General laboratory and biomarker mean baseline values are included in Table 1. Of interest, the neutrophil/lymphocyte ratio, CRP, D-dimer, and fibrinogen were all above the normal range, as were the mean levels of TM, P-selectin, vWF, IL-6, ICAM-1, VCAM-1. Troponin I was elevated only in two patients from baseline, one in each group. While most patients showed a general decline in biomarker serum levels over time, several experienced a spike at either week four or week eight.

Primary Endpoint

The differences between groups of TM serum levels at three-time points and post hoc analyses are displayed in Figure 2. Pairwise comparison of TM serum levels did not show a significant difference in the sulodexide group compared to the placebo group at week four (37.4 ± 10.6 vs 39.2 ± 14.3 ng/mL, P = .154) in the ITT or per-protocol population analysis. At week eight, TM serum levels in the sulodexide group showed significant improvement compared to the placebo group in the ITT (25.2 ± 7.9 vs 29.9 ± 14.7 ng/mL, P = .032) and per-protocol population analyses (25.1 ± 10 vs 30.3 ± 14.9 ng/mL, P = .036). Although more patients in the sulodexide group reached a normal TM value at week eight when compared to the placebo group (15 [14.3%] vs 8 [7.7%], OR 0.49 [CI 0.19-1.22], P = .12), it did not reach statistically significant.

Figure 2.

Thrombomodulin and von Willebrand Factor change between the sulodexide and placebo groups from baseline throughout week 4 and week 8. The figure shows the change in serum levels of TM (A) and vWF (B) over time. Comparisons were made using the Friedman test for multiple measurements and post hoc pairwise comparisons using the Wilcoxon Signed-Rank test for the measurements at different time points, adjusted for multiple comparisons with Bonferroni correction. Significant differences were observed over time and between groups from baseline to week 8. vWF, von Willebrand Factor; TM, thrombomodulin; npairs, number of patients in each group; df, degrees of freedom. Mean value, ----- median value.
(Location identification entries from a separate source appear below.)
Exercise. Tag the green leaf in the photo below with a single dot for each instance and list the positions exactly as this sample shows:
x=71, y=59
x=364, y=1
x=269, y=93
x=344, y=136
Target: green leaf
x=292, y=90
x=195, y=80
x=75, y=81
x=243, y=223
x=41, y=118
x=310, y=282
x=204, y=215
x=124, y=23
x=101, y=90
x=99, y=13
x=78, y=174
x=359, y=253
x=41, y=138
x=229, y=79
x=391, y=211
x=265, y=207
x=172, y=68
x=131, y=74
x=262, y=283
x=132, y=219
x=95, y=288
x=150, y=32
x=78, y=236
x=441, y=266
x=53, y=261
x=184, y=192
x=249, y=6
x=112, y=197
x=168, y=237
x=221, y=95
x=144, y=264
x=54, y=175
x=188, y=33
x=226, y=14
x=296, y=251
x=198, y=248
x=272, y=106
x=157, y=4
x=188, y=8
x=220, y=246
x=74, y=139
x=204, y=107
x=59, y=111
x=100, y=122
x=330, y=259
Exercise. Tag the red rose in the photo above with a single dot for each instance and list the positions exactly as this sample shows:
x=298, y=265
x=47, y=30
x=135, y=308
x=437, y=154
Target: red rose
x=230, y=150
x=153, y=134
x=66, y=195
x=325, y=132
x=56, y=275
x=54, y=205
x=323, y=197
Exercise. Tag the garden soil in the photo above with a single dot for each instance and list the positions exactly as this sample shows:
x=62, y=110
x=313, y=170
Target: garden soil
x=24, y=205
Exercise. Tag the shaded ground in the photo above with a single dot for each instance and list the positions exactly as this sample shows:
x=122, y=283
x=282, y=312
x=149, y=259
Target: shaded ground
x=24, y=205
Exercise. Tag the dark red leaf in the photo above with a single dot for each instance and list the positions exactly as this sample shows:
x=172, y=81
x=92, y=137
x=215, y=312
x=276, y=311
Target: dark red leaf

Correlations were calculated between TM and secondary endpoints, and only positive and statistically significant correlations were observed between TM and vWF (r = 0.331, P ≤ .001).

Secondary Endpoints

At week four, when comparing the sulodexide group to the placebo group, mean levels of CRP (12.3 ± 15 vs 16.8 ± 19.2 mg/L, P = .032) and D-dimer (621.8 ± 578.7 vs 891.2 ± 1028.3 ng FEU/mL, P = .01) showed significant improvement. At week eight, the pairwise comparison showed improvement in serum levels of vWF (232.9 ± 131.2 vs 266 ± 122.3 U/dL, P = .028), IL-6 (12.5 ± 13.2 vs 16.2 ± 16.5 pg/mL, P = .03), D-dimer (511.3 ± 407.9 vs 781.4 ± 998.3 ng FEU/mL, P = .006), and CRP (8.2 ± 8.8 vs 15.8 ± 19.7 mg/L, P < .001) in the sulodexide group when compared to the placebo group (Figure 3). No difference between the groups in mean serum levels of P-selectin, fibrinogen, VCAM-1, or ICAM-1 were found. Mean serum biomarker levels are detailed in Table 3.

Figure 3.

Biomarker change between the sulodexide and placebo groups from baseline throughout week 4 and week 8. The figure shows the change in serum levels of different biomarkers over time. Comparisons were made using the Friedman test for multiple measurements and post hoc pairwise comparisons using the Wilcoxon Signed-Rank test for the measurements at different time points, adjusted for multiple comparisons with Bonferroni correction. A (CRP), B (D-dimer) and C (IL-6) show significant differences through time and between groups from baseline to week 8. vWF, von Willebrand Factor; IL, interleukin; CRP, C reactive protein; npairs, number of patients in each group; df, degrees of freedom. Mean value, ----- median value.

Table 3.

Laboratory Outcomes and Between Groups Comparison at Week 4 and Week 8.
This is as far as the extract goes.